Like Head Saltzman, I too had expected that many JE Spiders would be in attendance, since the principles of renaming should be important to all of us. But by the time 7:10 rolled around and Professor Witt began the conversation by saying, “We’re happy to run this conversation in a way that works best for you two,” it was abundantly clear that Head Saltzman had been mistaken. Not that many of us had wanted to attend.
My first thought was that maybe some kind of boycott had been organized. I’d had my doubts about the setup and functioning of this committee. On learning of its creation, I’d believed that the committee was just another attempt on the part of the President’s Office to appear to be listening, when actually student silence and acquiescence were desired.
After the amount of pain that was shared throughout campus last year, it is almost unbelievable to think that so little has changed. We have every reason to be skeptical. We are allowed to be frustrated with the administration. But skeptic or not, I do not believe that any opportunity to participate in the conversation should be turned down.
I don’t want to shout. I don’t want to be upset with the people that didn’t come. I don’t want to shame people into going to conversations that will be held throughout the other 11 colleges over the course of this year. The decision to partake or not in these conversations is not one that I can or should make for anyone but myself.
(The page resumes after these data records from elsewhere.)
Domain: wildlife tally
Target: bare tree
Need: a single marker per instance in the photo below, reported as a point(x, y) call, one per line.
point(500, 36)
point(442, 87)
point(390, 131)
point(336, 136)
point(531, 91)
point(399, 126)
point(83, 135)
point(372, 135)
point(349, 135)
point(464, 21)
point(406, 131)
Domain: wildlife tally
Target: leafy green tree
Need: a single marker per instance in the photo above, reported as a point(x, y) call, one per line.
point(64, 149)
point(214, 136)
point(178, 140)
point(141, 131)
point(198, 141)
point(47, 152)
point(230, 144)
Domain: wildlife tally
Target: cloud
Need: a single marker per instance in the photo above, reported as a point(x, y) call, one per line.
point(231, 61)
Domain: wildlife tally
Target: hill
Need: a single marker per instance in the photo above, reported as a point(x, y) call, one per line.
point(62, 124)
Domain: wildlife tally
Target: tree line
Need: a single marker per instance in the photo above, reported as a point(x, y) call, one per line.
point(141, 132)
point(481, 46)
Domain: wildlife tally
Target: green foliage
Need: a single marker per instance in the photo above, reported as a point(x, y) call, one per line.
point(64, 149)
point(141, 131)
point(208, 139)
But what I would like is for someone to answer me, for someone to tell me where the fire has gone.
I remember attending a conversation in the former JE Head of College’s House a few days after thousands of Yalies had gathered in solidarity on cross campus. The small common room was overcrowded. There weren’t were not even enough chairs to accommodate everyone who had shown up to discuss, among many other questions, the potential renaming of Calhoun College.
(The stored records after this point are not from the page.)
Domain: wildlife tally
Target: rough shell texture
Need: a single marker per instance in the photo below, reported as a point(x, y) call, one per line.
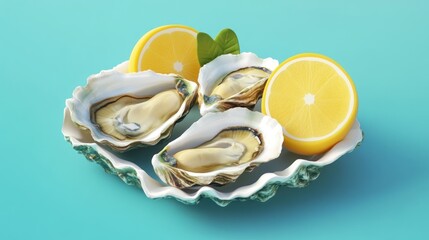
point(221, 66)
point(299, 173)
point(113, 83)
point(269, 129)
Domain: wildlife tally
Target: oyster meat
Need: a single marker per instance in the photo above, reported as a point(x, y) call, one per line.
point(237, 140)
point(232, 146)
point(127, 110)
point(129, 117)
point(233, 81)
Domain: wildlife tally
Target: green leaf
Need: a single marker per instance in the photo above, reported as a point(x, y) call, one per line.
point(228, 41)
point(208, 49)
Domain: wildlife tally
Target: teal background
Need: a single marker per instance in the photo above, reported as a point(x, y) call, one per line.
point(380, 191)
Contrast that with a table of five. Contrast 1000 Yalies walking across campus less than a year ago, carrying banners, and crying a message of unity, with a table of five. Contrast the outcry and anger that were seen after President Salovey announced that Calhoun’s name would remain with a table of five. Contrast the conversations, passion and pain that we saw last semester with a table of five.
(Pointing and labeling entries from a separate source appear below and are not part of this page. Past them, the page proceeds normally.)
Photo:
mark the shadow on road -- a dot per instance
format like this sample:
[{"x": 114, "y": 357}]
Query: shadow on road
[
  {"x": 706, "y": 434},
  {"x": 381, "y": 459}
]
People were willing to put away the reading and p-sets, postpone paper writing, and close their laptops to join public demonstrations. Hundreds of people enthusiastically made Facebook statuses, changed profile pictures, and echoed words of support. Many Yalies were ready to march and make bold public statements only a few months ago, but now that that activism has turned more private, we aren’t so willing to make the same sacrifices.
Today activism often seems to be more about following a trend than actually bringing creating change. Take the 2014 #BringBackOurGirls campaign, for example. The movement saw celebrities, school children, and political figures come together to voice their outrage at the kidnapping of 276 Nigerian schoolgirls. It seemed like everyone from John Kerry to Cara Delevingne was voicing their disgust at the gross violation of human rights taking place at the hands of Boko Haram. And yet, five months after the girls had been kidnapped, long after the #BringBackOurGirls trend had come and gone, not a single student had been rescued.
This incident is just one of many worrying incidents that imply that people seem to care more about being seen as activists than they do about the results of their activism.
I don’t want the important conversations we began on campus last year to fall into this category. I would like to believe that our passion meant more than trendy visibility.
If the committee’s findings reflect yet another declaration that the name of Calhoun will remain, there will undoubtedly be community backlash. In declining to join the conversation, we would almost certainly be giving up our right to claim that our voices had not been heard. A platform has been established, and it is our responsibility to step up to it.